Archives exist not only for the collection, storage, and preservation of documents, but also to make them available and retrievable. They exist for the people who want to study, consult, or scrutinize documents — whatever their reason to do so. Archives should provide access to the documents they keep. But the very manner in which documents can be accessed matters a lot. Electronic copies of documents accessible on an archive’s website may become available to anyone and without any public control, without, say, the mediation of a researcher bearing ethical and moral (not just legal) responsibility for how personal data might end up being published. It is in the public interest that relevant information — even containing the names of identifiable people — should become available, but it is also in the public interest that archives should retain their status as trusted institutions.

Trust springs from the assumption that an archive guards the authenticity and integrity of documents, and that it will neither “de-access” them nor destroy them. Trust flows from an understanding that an archive will not mishandle sensitive personal information, that it will handle documents in a legally and ethically sound way. In a nutshell, archives are expected to engage in a never-ending balancing act between their responsibility to the public, which has the right to know, and their responsibility to individual people, who have the right to be protected.

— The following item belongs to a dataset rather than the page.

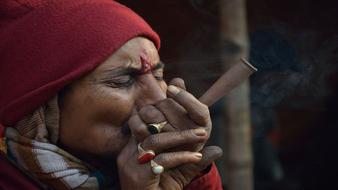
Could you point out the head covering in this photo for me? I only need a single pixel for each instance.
(46, 44)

The archive where I work, the Blinken OSA Archivum, in Budapest, is one of the largest Cold War and human rights archives in the world. Its two large Russian language collections demonstrate the dilemma I have in mind. On one hand, there is the so-called “Red Archive”, with official reports drawn up by Soviet party and government sources, and on the other, there is the “Samizdat Archive”, which includes unofficial, underground documents produced by generations of anti-Soviet opposition networks.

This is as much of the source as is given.